Poke: (po-kay) is a Hawaiian salad that incorporates raw fish marinated in salt and generally a smattering of vegetables and spices. The real trick of poke is two fold: knife skills, every piece needs to be the same size so that nothing overpowers another inclusion. The second is seasoning with salt, acid, and crunch: balancing those flavours that are included is key. Generally Ahi tuna or yellowfin tuna is used with limu seaweed, sesame oil, chile pepper, soy sauce and candlenut. Onion, garlic, ginger, cilantro and parsley are also some more modern inclusions.
Provencal Tomato Sauce: Provencal tomato sauce recipe is a basic of the local cuisine, and one of the five mother sauces of French cuisine. Fresh tomatoes lend the sauce a bright flavor, and the addition of ham and bacon give it an incredible, smoky savory quality. Use this special tomato sauce to accent pasta, beef, and eggplant dishes.
Sabayon: Sabayon (french) or Zabaione (Italian) is a sweet sauce-esk item that is made with egg yolks, sweet wine and sugar. The ingredients are whisked together and heated until it begins to double in volume and thicken.
Spice: the bark, roots, pods, berries or seeds of a plant that can be used to impart aromas and flavours to other foods.
Steak: there is a post specific to steak types called The Steak Handbook.
Taleggio: A pungent cow’s milk cheese from Lombardy, Italy. As the cheese is cave aged it becomes rather tangy. This is a semi soft, spreadable cheese that has a washed and grainy rind with and pale yellow center. This cheese can be subbed out for the much stronger linburger (although I’m of the thought that smelly cheese is offensive as a warning). If you’re looking for the spreadability of it a brie sub will work out. If you’re cooking it with a significant amount of heat or length of time Fontina cheese would work out. Often categorized as a stinky cheese, it doesn’t smell so much in raw form as it is characterized by strong and assertive flavours. Use the cheese on your cheese board or use it melted atop pastas or other hot dishes, will also go with radicchio or a dish like my mushroom and herb polenta.

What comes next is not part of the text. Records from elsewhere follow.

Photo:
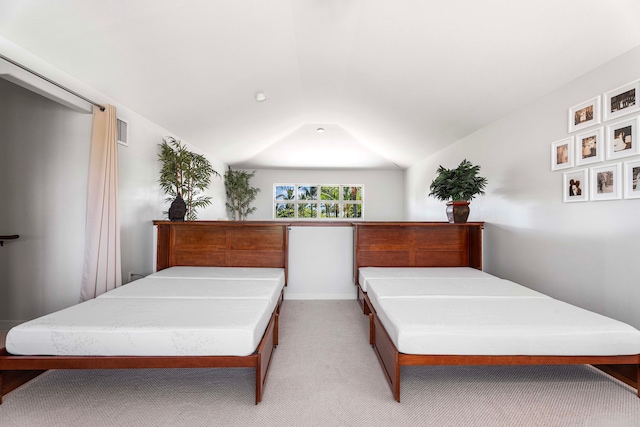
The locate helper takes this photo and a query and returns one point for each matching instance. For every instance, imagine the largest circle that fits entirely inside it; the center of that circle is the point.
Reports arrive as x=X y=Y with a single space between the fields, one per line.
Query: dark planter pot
x=178 y=209
x=458 y=212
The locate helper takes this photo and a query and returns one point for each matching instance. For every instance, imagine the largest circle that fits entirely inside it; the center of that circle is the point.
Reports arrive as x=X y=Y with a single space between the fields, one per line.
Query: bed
x=424 y=311
x=224 y=274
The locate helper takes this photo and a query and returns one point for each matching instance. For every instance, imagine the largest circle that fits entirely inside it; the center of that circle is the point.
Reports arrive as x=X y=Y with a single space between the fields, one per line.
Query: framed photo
x=122 y=127
x=621 y=101
x=562 y=154
x=606 y=182
x=622 y=139
x=584 y=115
x=575 y=185
x=632 y=180
x=590 y=147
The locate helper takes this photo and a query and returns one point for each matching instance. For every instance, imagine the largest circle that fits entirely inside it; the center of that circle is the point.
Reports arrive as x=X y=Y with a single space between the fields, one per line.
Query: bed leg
x=372 y=331
x=258 y=384
x=275 y=330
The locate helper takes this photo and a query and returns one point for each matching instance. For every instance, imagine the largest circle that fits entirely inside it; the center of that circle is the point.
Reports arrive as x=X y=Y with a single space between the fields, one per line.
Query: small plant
x=459 y=184
x=240 y=194
x=184 y=174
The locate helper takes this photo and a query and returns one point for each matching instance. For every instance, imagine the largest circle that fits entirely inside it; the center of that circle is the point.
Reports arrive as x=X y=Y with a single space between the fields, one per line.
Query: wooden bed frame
x=446 y=245
x=194 y=243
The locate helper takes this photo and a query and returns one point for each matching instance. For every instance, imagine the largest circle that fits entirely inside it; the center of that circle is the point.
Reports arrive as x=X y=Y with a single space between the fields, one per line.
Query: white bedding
x=237 y=273
x=154 y=287
x=447 y=288
x=367 y=273
x=146 y=327
x=502 y=326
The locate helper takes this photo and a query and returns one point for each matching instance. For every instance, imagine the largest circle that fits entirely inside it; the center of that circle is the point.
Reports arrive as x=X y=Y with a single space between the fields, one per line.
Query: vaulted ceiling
x=390 y=82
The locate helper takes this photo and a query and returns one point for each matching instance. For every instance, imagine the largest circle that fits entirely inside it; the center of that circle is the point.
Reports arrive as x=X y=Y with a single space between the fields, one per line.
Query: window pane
x=330 y=193
x=285 y=210
x=352 y=211
x=307 y=193
x=307 y=210
x=285 y=192
x=329 y=210
x=352 y=193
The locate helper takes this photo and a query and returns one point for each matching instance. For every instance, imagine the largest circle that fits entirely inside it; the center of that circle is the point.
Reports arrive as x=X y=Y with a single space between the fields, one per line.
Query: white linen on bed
x=146 y=327
x=494 y=287
x=502 y=326
x=237 y=273
x=153 y=287
x=367 y=273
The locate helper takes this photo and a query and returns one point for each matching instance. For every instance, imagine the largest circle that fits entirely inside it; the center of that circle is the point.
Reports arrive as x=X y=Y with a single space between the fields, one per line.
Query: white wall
x=583 y=253
x=383 y=190
x=44 y=161
x=320 y=263
x=44 y=158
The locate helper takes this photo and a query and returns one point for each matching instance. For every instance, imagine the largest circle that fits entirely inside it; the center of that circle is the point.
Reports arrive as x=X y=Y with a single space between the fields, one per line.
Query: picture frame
x=621 y=100
x=622 y=139
x=122 y=129
x=590 y=147
x=562 y=154
x=606 y=182
x=584 y=115
x=632 y=179
x=575 y=186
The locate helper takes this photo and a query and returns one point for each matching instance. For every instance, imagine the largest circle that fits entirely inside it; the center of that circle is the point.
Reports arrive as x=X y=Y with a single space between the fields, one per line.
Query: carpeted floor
x=324 y=373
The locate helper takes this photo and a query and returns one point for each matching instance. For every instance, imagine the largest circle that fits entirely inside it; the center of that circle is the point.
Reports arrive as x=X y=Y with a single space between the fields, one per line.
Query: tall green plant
x=186 y=173
x=459 y=184
x=240 y=194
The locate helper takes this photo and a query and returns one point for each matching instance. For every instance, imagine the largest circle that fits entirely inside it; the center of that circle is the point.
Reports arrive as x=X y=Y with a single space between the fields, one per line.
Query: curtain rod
x=35 y=73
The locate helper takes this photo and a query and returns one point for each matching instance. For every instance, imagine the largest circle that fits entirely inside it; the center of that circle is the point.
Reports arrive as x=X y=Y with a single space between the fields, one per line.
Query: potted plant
x=458 y=187
x=239 y=193
x=183 y=177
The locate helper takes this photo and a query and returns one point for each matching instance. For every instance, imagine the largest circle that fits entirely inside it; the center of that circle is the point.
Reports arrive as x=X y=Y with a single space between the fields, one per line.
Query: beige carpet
x=324 y=373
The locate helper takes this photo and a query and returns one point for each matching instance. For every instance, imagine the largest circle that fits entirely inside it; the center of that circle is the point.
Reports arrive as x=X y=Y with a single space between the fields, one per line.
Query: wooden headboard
x=418 y=244
x=222 y=244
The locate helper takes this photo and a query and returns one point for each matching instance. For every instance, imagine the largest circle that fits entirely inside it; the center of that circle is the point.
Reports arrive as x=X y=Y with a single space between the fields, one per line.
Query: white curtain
x=102 y=270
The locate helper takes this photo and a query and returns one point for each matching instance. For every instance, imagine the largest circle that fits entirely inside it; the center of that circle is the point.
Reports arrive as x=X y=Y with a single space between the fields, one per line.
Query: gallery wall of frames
x=601 y=154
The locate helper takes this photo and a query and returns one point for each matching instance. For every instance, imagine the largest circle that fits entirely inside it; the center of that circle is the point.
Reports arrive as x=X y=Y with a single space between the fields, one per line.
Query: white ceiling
x=391 y=82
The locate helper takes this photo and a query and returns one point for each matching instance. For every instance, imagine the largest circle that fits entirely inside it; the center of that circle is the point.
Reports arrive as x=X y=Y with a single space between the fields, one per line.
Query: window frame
x=318 y=201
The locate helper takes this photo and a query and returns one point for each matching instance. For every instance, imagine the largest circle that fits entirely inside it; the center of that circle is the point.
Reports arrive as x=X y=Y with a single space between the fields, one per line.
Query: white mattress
x=447 y=288
x=146 y=327
x=502 y=326
x=237 y=273
x=153 y=287
x=367 y=273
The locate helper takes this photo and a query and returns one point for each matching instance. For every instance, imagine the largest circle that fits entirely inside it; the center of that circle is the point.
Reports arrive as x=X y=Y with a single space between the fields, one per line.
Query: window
x=318 y=202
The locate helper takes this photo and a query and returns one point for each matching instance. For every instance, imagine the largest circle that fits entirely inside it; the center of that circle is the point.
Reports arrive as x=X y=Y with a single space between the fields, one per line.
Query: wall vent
x=123 y=132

Vadouvan Spice: This is an indian spice blend that is mostly similar with different ingredients depending on which “mama” you cook with. Generally it is based in onion, shallot and garlic- a lot of them- the one that I will subscribe to also includes cardamom, brown mustard seed, fenugreek, cumin, turmeric, mustard, clove and red pepper. It is a sauce that is cooked and ground. The onion, shallot and garlic are slowly sauteed and then ground with the spices. Personally it seems to be a mixture of curry and chai – a favourite combination of mine.
Velouté: Pronounced vel-oo-tay, this is one of the five mother sauces of French cuisine. A veloute sauce is a variation of bechamel, or white sauce, except instead of milk, the liquid added to the roux is chicken stock or another light stock like veal or fish.